Bien entendu, le choix de la forme sociale d’une société a un impact sur le régime social et fiscal du dirigeant. S’il est entrepreneur individuel, gérant majoritaire de SARL, gérant d’EURL ou de SNC, il est soumis au régime des travailleurs non-salariés. Par contre, s’il est gérant minoritaire ou égalitaire de SARL, dirigeant de SA, il est assimilé salarié.

Concernant la fiscalité, les bénéfices réalisés par les entreprises individuelles sont principalement imposés à l’impôt sur le revenu, tandis que ceux réalisés par les sociétés sont imposés à l’impôt sur les sociétés (IS), sauf option pour l’impôt sur le revenu (IR) pour une durée de 5 ans.

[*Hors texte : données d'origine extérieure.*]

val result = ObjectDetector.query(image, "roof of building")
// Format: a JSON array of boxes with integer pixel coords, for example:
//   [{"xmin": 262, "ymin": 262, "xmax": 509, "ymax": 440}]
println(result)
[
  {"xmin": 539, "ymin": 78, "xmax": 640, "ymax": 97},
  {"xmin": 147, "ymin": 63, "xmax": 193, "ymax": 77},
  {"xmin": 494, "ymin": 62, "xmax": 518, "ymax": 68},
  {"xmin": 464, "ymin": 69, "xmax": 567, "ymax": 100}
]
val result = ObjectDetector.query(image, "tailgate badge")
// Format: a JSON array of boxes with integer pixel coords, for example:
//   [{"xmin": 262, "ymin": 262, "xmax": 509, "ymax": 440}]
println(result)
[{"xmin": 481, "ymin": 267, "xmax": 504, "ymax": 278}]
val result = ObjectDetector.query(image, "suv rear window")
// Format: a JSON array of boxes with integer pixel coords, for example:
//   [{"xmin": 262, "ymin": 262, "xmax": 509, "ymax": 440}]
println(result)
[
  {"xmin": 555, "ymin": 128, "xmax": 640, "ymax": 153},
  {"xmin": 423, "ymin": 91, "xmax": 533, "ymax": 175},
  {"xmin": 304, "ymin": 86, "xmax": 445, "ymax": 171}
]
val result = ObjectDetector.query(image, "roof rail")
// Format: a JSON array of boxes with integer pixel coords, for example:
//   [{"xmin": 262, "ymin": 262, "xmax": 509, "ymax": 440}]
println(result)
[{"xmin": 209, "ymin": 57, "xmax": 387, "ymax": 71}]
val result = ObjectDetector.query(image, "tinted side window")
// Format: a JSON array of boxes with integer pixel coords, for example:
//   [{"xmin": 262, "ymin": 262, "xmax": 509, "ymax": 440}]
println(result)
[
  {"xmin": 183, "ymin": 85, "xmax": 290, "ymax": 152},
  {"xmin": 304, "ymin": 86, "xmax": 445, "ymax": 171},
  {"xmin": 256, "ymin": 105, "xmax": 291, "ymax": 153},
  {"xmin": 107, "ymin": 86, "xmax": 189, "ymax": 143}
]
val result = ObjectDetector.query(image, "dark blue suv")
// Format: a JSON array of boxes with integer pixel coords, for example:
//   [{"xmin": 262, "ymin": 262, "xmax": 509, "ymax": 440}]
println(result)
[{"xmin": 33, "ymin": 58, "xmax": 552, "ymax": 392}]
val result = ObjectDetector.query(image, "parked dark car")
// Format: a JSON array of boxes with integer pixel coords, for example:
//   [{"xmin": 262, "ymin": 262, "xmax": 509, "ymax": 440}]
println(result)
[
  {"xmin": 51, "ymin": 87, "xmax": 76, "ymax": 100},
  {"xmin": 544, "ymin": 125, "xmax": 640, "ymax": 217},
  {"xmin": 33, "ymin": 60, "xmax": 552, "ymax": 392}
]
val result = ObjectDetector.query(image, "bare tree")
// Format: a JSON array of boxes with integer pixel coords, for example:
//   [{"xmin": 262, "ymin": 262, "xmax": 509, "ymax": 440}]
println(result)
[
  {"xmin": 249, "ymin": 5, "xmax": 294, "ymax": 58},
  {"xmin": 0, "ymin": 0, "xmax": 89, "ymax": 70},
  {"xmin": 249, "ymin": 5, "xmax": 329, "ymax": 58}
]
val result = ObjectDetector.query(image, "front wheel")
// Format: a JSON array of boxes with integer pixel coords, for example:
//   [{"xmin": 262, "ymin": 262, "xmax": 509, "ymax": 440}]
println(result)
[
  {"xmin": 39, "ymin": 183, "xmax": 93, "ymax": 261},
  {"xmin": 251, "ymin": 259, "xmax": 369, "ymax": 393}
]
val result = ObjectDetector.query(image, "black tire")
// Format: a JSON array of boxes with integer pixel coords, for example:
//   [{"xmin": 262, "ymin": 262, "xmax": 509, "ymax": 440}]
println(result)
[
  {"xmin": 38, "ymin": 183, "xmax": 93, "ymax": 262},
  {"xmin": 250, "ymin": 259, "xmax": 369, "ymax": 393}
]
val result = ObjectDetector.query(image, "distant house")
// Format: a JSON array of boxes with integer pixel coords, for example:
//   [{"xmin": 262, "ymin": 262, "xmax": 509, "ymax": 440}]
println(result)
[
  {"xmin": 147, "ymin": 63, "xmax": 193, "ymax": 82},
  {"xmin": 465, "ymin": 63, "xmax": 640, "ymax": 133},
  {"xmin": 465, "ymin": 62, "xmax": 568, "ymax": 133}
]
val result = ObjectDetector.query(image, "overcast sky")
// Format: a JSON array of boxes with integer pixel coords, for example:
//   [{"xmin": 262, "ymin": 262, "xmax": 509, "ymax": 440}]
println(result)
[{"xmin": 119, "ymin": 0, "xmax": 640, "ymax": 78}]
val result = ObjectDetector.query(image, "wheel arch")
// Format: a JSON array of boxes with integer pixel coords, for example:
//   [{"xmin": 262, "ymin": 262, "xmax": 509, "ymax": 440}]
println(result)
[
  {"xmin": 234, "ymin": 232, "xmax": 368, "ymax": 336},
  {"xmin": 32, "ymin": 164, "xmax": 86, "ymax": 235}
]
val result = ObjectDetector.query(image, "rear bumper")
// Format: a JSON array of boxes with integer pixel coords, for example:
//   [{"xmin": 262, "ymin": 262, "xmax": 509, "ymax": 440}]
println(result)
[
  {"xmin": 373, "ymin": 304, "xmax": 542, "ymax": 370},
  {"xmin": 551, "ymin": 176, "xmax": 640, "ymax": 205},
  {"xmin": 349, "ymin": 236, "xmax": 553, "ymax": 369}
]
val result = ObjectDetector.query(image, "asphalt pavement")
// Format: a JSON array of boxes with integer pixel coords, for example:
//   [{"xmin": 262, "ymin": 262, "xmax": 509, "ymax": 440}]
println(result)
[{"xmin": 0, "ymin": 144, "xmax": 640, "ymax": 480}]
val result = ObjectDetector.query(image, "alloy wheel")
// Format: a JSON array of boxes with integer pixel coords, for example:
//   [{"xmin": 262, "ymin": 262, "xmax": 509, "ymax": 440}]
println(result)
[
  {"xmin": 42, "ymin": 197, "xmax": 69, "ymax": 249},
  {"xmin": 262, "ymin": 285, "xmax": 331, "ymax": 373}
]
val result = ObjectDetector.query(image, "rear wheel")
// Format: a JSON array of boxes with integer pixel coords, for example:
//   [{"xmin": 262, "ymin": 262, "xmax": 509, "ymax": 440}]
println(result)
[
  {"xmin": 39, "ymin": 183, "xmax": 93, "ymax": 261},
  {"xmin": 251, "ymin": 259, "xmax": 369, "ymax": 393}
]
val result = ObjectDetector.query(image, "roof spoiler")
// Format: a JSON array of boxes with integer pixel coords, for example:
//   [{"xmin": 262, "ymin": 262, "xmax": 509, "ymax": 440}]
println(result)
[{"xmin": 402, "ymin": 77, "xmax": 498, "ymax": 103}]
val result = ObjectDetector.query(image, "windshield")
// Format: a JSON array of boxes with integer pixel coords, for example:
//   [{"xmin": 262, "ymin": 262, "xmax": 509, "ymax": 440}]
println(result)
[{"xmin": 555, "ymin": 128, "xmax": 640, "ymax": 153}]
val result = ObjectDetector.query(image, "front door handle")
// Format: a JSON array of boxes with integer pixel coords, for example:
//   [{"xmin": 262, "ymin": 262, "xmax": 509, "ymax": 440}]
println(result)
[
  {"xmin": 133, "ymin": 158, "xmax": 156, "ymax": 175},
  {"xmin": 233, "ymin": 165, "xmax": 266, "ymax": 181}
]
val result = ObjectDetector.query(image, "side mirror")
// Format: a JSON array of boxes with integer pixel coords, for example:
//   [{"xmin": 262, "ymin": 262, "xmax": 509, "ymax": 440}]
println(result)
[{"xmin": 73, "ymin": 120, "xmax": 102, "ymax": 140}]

Si la société choisit d’être soumise à l’IR, certaines conditions doivent être respectées. Par exemple, pour le cas de la SA non cotée, la SARL ou la SAS, il faut :

  • employer moins de 50 salariés
  • réaliser un CA annuel inférieur à 10 millions €
  • au moins détenir des droits de vote à hauteur de 50 % par des personnes physiques, et au moins 34 % par le(s) dirigeant (s) de l’entreprise et les membres de son (leur) foyer fiscal.

Selon le régime fiscal choisi, la rémunération ainsi que les dividendes des dirigeants peuvent également être soumis à l’imposition.